Bacteria growth multiplies fastest at the 'danger zone' between +70 °C to +5 °C.
When food stays in the "Danger Zone" it becomes unsafe for future consumption.
Extreme cold inhibits bacterial growth, which means using a Blast Chiller will preserve your food. So the likelihood of contamination is low.
If the Blast chiller only increased your food safety, for your commercial food preparation. Reducing the risk to your consumers. Then you're on a safety winner. Because you just reduced bacterial proliferation and dehydration of the food.
Yet a Blast Chiller will add some much more value to your business.
Your Blast Chiller will preserve the quality, colour, fragrance, flavour and appearance of your food. And extending its shelf life.
So let's look how a Blast Chiller works.
What is the working principle of a Blast Freezer?
When you freeze food, all the water molecules turn into crystals. If you place your food in commercial freezers, the freezing starts from a warm temperature.
Then the ice crystals which form will be large. Macro-Crystals.
Why Is Large Ice Crystals Problem For Frozen Food?
The larger the ice crystals the more damage they do to the cell walls of the food.
So when the large water crystals melts, it causes your frozen food, cell molecules to rupture. Now the texture and taste of your food will deteriorate. As the food thaws, liquid seeps out of the collapsed ruptured cells.
This causes changes to the texture of your food, making it softer and less resilient. All the liquid that seeps out of your thawed food is a loss, of weight, flavour and nutrients.
A Blast Freezer promotes rapid freezing the faster the freezing the smaller the crystals.

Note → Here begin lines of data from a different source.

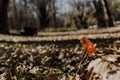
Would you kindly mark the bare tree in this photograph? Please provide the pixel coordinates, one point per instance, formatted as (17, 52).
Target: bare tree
(3, 16)
(103, 13)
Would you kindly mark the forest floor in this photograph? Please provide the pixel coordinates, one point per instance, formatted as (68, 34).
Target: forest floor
(58, 56)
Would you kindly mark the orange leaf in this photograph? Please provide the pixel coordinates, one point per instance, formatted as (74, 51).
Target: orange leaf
(88, 46)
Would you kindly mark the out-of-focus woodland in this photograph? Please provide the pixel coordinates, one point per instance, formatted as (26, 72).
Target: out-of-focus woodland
(31, 16)
(52, 39)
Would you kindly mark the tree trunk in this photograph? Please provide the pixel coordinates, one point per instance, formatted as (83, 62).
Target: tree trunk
(100, 14)
(110, 20)
(3, 16)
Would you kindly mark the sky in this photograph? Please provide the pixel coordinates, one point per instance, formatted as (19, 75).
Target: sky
(64, 5)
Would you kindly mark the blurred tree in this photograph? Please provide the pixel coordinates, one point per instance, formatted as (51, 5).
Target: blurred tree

Your Blast chiller lowers the temperature at a rapid rate, so you get micro-crystallization. So you keep all the qualities of your food whole. Because your Blast Chiller freezes the water molecules in your food to a micro-crystallization state the food molecules are not destroyed.
The Blast Chiller's rapid cooling reduces loss from evaporation during the cooling process. So the size of the ice crystals in your food is tiny.
Once your foods frozen, you can moved them to other freezers for storage. When you defrost, there will be no loss of liquid, firmness or flavour.
Your Blast Chiller works best when placing food on wire trays with plenty of space between the trays. Your Blast Freezer's fans pushes circulating chilled air over the food surface. So foods temperature drops fast.
This happens because of fluid dynamics, (laminar flow). Which occurs when a fluid or (this case air) flows in parallel layers, with no disruption between the layers.
Blast Chillers have different freezing modes
Soft Blast/Chill reduces the food temperature to +5°C
This cycle is suitable for delicate products such as mousse, cremes, fish, rice, vegetables and low-density food...
Hard Blast/Chill this cycle reaches a temperature of +5°C
This exploits the blast chiller's maximum power to rapidly extract heat from the food. Ideal for dense fatty products, large cuts or packaged products, such as meat, soup, sauces.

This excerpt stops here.